There are still flowering shrubs like those two miniature fuchsias in pink and in crimson red and also most of the Eucryphias. Some leaves are as pretty as flowers like those of the huckleberry (Gaylussacia).
Eucryphia lucida pleases with a lovely smell reminding of jasmine.
One of Murdo Mackenzie’s favourite plants were all kinds of Acer palmatum (Japanese Maple). This species Acer palmatum ‘Dissectum Atropurpureum’ in the Happy Valley looks like a burning bush as it is well placed in front of dark foliage.
Gaultheria mucronata (former Pernettya) from Chile and Argentina thrives well in the acidic soil of the island, the beautiful berries are grown for food in South America but their taste is quite neutral. To grow the fruits you have to plant shrubs of different sexes.
The Church of the Sacred Heart in Glengarriff was decorated with flowers and greenery over and over in memory of the late head gardener of Garinish Island Murdo Mackenzie.
Murdo was the most passionate garden enthusiast and couldn’t stop working even after his retirement.

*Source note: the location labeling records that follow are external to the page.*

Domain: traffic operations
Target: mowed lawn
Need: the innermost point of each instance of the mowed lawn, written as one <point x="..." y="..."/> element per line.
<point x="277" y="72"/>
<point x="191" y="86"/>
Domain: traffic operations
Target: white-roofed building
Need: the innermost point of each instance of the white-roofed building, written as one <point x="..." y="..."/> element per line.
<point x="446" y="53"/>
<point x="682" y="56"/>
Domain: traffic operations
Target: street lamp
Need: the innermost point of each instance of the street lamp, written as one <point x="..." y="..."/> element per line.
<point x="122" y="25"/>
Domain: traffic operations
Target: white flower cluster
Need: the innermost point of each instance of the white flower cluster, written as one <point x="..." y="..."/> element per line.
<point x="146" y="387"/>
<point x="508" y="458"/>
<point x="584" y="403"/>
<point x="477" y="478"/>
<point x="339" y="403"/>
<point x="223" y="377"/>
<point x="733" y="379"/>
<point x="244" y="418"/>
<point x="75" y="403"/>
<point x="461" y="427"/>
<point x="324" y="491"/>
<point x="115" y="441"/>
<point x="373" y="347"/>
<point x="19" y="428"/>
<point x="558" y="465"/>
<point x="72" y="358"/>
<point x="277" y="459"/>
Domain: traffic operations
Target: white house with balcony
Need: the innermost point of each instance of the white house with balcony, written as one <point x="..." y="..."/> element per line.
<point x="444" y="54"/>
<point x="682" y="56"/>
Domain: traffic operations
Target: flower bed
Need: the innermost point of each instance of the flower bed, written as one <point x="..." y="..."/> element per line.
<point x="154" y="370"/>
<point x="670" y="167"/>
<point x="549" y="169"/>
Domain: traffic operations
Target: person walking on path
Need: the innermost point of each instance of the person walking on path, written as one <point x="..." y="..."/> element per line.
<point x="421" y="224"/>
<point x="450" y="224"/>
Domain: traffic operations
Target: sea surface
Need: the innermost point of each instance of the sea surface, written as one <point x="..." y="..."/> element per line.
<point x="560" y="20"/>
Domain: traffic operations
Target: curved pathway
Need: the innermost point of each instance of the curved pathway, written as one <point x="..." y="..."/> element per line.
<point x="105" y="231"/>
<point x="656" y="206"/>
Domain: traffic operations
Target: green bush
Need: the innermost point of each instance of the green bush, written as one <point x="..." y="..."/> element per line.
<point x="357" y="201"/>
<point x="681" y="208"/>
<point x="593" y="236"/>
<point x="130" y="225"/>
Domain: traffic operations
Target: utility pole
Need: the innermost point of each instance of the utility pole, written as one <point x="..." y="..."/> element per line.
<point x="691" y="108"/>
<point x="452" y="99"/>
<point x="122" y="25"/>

He would have loved this gesture of appreciation though he wasn’t a member of the Catholic Church.
Unfortunately it was an extremely sad day for a local couple who lost their daughter so the mass wasn’t as solemn as intended. [Photographs by Elena Wilkens]
One of the remarkable plant hunters to the Far East was Frank Kingdon Ward (1885-1958), he brought Rhododendron macabeanum from the Himalayan Mountains to
Europe. A beautiful plate below the tall plant – at the moment in full
bloom – is dedicated to him (with a typo in his name! 😉 Read more about the interesting life of the explorer here and let him tell you about his adventures in his book Riddle of the Tsangpo Gorges. A specimen of Rhododendron macabeanum in the East Garden (closed to the public) comes from the seeds of Kingdon-Ward, as former head-gardener Murdo Mackenzie noted in his plant lists.
It is Murdo Mackenzie’s 28th death anniversary today. He was the more than passionate head gardener of Garinish Island who lived there even after his retirement.Those are his costumized weeding-tools.
Maggie O’Sullivan (right photograph in the header above) was the last permanent inhabitant of Garinish Island. She was the Bryce’s housemaid since the early twenties and “cooked tea for all Irish presidents except one” and had been living in the so called Gardener’s cottage together with Roland Bryce and later with the head gardener Murdo Mackenzie. She was born in November 1908 and died in Bantryview Private Nursing Home in August of 1999.